Hi @marsaev - could you please take a look at this patch?
It turns out that if an application or library that uses AmgX also uses thrust, it is possible for calls to attempt to call across the modules, resulting in very hard to find bugs.
Supporting the change is challenging due to the thrust fix only being available in recent CTK. It is going to be much easier going forward if we just force a specific version of thrust, and the user will now have to call git clone --recursive
.
@mattmartineau
It turns out that if an application or library that uses AmgX also uses thrust, it is possible for calls to attempt to call across the modules, resulting in very hard to find bugs.

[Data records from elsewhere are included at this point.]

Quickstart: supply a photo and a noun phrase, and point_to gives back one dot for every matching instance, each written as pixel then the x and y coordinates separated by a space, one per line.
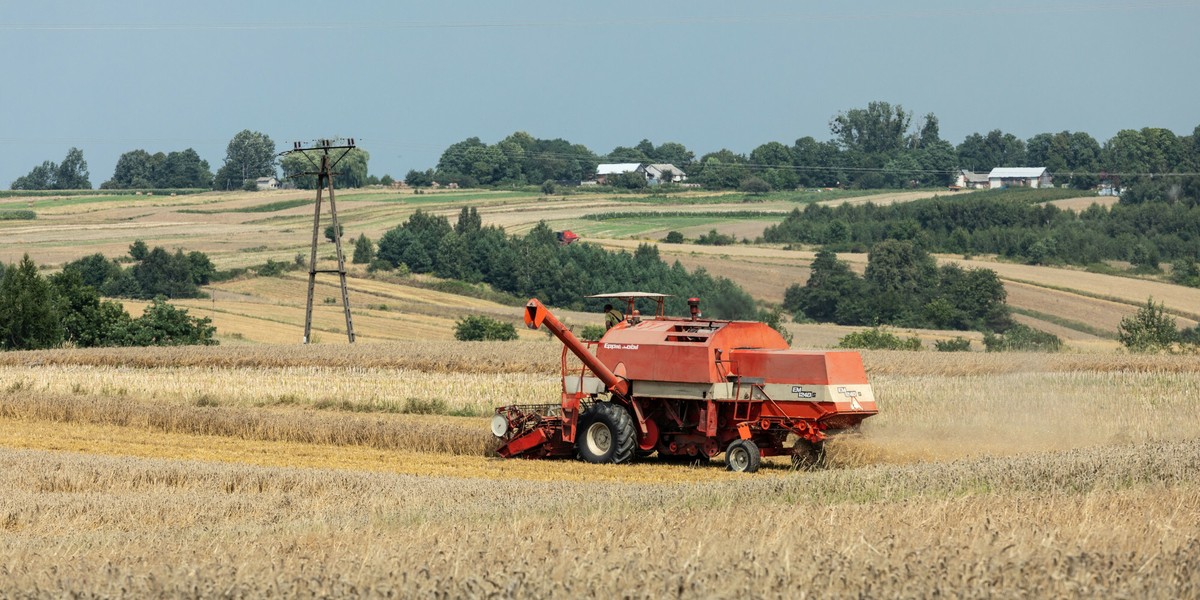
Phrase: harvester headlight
pixel 499 426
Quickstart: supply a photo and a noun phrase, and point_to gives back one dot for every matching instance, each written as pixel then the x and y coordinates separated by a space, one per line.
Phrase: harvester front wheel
pixel 606 435
pixel 743 456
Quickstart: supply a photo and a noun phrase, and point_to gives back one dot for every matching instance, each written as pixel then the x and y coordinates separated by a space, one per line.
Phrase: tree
pixel 477 328
pixel 419 178
pixel 163 324
pixel 673 153
pixel 40 178
pixel 1149 330
pixel 879 129
pixel 183 169
pixel 996 149
pixel 94 269
pixel 88 321
pixel 364 250
pixel 250 155
pixel 72 174
pixel 165 274
pixel 29 312
pixel 138 250
pixel 754 186
pixel 133 169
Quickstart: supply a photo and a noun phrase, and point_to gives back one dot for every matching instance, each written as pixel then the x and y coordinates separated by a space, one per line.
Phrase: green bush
pixel 877 339
pixel 477 328
pixel 1021 339
pixel 273 269
pixel 715 239
pixel 957 345
pixel 1149 330
pixel 592 333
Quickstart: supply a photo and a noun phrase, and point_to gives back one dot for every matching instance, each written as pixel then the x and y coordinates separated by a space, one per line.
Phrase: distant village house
pixel 1019 177
pixel 654 173
pixel 971 180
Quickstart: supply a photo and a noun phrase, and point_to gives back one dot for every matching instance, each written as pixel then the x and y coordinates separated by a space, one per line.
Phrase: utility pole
pixel 324 172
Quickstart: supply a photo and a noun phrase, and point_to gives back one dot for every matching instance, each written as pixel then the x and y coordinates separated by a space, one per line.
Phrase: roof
pixel 663 167
pixel 975 178
pixel 617 168
pixel 630 294
pixel 1017 172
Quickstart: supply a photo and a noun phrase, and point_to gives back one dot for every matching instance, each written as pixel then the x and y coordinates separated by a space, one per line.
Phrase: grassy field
pixel 244 229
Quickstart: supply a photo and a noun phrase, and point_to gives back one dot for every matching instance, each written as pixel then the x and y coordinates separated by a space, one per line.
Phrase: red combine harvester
pixel 687 388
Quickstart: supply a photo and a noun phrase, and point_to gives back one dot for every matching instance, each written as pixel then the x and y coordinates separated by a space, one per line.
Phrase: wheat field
pixel 366 471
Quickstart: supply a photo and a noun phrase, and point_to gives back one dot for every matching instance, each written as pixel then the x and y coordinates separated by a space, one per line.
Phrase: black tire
pixel 606 435
pixel 808 456
pixel 743 456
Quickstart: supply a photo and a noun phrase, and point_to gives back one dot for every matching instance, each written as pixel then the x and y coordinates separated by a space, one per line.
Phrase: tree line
pixel 880 145
pixel 39 312
pixel 901 286
pixel 1156 220
pixel 537 265
pixel 250 155
pixel 154 273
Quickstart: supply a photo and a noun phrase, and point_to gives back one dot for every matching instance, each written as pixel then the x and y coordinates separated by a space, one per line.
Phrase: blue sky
pixel 409 78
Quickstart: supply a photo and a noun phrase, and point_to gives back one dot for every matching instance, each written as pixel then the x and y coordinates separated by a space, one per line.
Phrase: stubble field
pixel 334 471
pixel 267 468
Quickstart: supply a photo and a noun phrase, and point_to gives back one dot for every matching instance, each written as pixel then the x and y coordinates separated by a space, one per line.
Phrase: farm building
pixel 971 180
pixel 654 173
pixel 664 173
pixel 1019 177
pixel 605 171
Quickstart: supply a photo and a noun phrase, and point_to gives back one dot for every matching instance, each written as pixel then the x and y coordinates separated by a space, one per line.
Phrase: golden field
pixel 184 473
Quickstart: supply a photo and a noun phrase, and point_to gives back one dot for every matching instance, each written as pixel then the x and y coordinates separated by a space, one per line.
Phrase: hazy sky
pixel 409 78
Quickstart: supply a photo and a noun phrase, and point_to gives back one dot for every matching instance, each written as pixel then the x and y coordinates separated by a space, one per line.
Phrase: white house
pixel 971 180
pixel 664 173
pixel 605 171
pixel 1019 177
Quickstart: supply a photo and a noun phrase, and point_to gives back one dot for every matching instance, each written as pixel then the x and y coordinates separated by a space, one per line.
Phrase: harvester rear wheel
pixel 743 456
pixel 808 456
pixel 606 435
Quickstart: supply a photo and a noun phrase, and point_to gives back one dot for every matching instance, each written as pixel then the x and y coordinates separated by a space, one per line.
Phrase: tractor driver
pixel 611 317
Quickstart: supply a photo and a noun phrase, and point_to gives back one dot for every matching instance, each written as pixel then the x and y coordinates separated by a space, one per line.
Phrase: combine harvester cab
pixel 688 388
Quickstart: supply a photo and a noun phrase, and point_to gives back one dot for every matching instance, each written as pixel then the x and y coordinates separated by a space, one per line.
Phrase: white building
pixel 665 173
pixel 654 173
pixel 605 171
pixel 971 180
pixel 1019 177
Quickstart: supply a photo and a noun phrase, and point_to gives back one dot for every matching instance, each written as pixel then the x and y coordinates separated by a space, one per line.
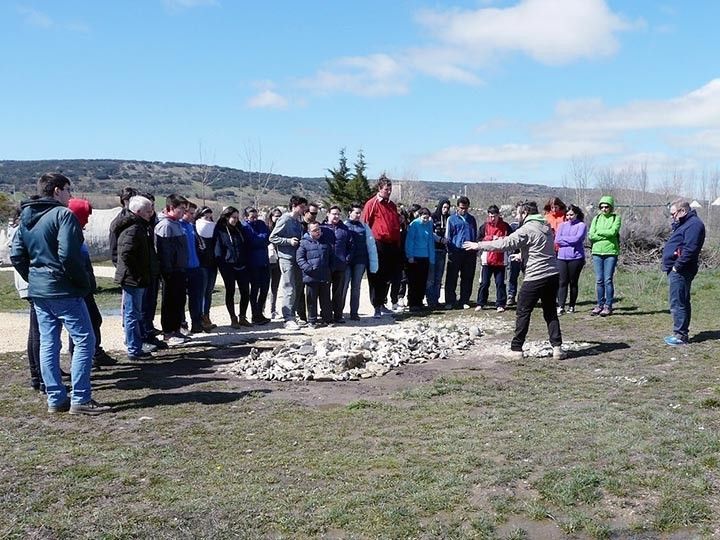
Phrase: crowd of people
pixel 300 270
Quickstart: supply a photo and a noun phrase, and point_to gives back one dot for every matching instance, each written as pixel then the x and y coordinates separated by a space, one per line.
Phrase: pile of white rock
pixel 366 353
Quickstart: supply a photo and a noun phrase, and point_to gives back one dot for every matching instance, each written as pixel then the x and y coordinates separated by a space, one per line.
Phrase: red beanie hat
pixel 82 210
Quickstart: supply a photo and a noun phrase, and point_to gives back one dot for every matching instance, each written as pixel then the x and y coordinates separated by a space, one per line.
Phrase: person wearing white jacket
pixel 364 256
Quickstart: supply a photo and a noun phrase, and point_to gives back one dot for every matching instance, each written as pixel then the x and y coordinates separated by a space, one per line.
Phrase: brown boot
pixel 234 323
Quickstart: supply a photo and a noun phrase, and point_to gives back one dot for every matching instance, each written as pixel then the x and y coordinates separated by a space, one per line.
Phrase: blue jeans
pixel 209 279
pixel 52 315
pixel 353 279
pixel 132 318
pixel 604 271
pixel 679 296
pixel 432 290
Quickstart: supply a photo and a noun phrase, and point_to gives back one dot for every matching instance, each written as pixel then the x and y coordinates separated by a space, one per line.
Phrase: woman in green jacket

You mean when AMGX is used not as a shared library but rather through c++ interface and thus including sources?
I'm okay with adding dependency and fixing thrust version. If I understand correctly this insures that user pulled AMGX with thrust submodule, right? : https://github.com/NVIDIA/AMGX/pull/189/files#diff-1e7de1ae2d059d21e1dd75d5812d5a34b0222cef273b7c3a2af62eb747f9d20aR241-R242
You mean when AMGX is used not as a shared library but rather through c++ interface and thus including sources?
Actually, this is far more unfortunate. The issue is indeed when AmgX is used as a shared library, and it is included in another library that utilises thrust, see https://github.com/NVIDIA/thrust/releases/tag/1.13.1. This has hit a few applications and leads to really nasty non-determinism.
I'm okay with adding dependency and fixing thrust version.
That's great news - it certainly will make everything easier going forward because we can assure through testing.
If I understand correctly this insures that user pulled AMGX with thrust submodule, right?
That's what I am trying to achieve, exactly. I would be interested to hear if you have any ideas how to make it more robust?
Thanks!
@marsaev - happy for me to merge this one? There may be teething issues but we can work with the users on that before 2.4.0 release.